Les fastes de la Chapelle de Rodolphe II

Grande messe à la chapelle de l'empereur Rodolphe II - c'est sous ce titre que l'ensemble français Doulce Mémoire et plusieurs chanteurs tchèques ont présenté, mardi, à l'église Saint-Simon et Saint-Jude à Prague, un concert de la musique des maîtres du XVIe siècle, Philippe de Monte, Lambert de Sayve, Jacob Regnart et Alessandro Orologio. On doit la résurrection de ce répertoire au chef de l'ensemble Doulce Mémoire, Denis Raisin Dadre. Ce dernier a répondu, à l'issue du concert, à quelques questions de Radio Prague.

Que peut-on dire des auteurs que vous avez choisis pour cette soirée?

"Ce sont tous des auteurs qui étaient au service de Rodolphe II à Prague durant son règne, sauf Lambert de Sayve, qui, lui, était au service du frère de l'empereur, l'archiduc Mathias."

Où avez-vous trouvé les interprètes de cette musique?

"Les instrumentistes sont membres de mon ensemble en France "Doulce mémoire" et les chanteurs sont des Tchèques que nous avons recrutés ici à Prague."

Fut-il facile d'harmoniser les exécutants de différentes catégories, les Français et les Tchèques?

"Oui, parce qu'on a pris le temps de le faire.
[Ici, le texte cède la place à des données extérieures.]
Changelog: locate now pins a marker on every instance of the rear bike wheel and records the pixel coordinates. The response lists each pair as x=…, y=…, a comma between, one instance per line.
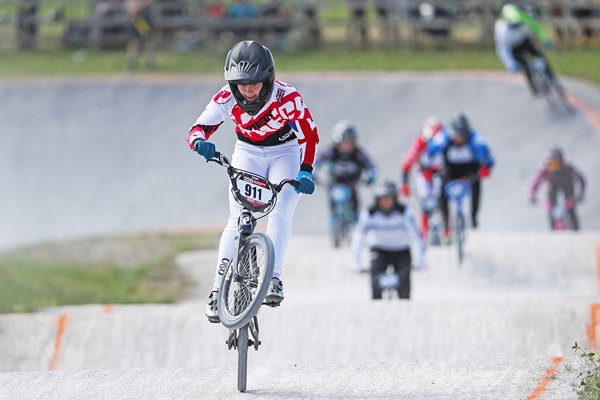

On a d'abord fait travailler les chanteurs en novembre, pendant plusieurs jours. Et ensuite, nous avons réuni tout le monde et avons travaillé pendant un certain temps. Pour monter ce concert nous avons pris plus de temps qu'en France parce que c'était des gens nouveaux pour nous. Mais c'était très intéressant et cela s'est très bien passé."

La musique de la période rodolphienne était-elle une musique internationale ou il y avait des résonances, par exemple, du folklore de Bohême éventuellement du foklore d'autres pays où cette musique était exécutée?

"Non, je pense qu'elle était totalement internationale et je pense que la seule musique marquée par l'influence tchèque pouvait être la musique qu'on faisait dans les églises hussites. A partir du moment où c'était la musique plutôt pour le culte catholique, c'était vraiment de la musique internationale et européenne."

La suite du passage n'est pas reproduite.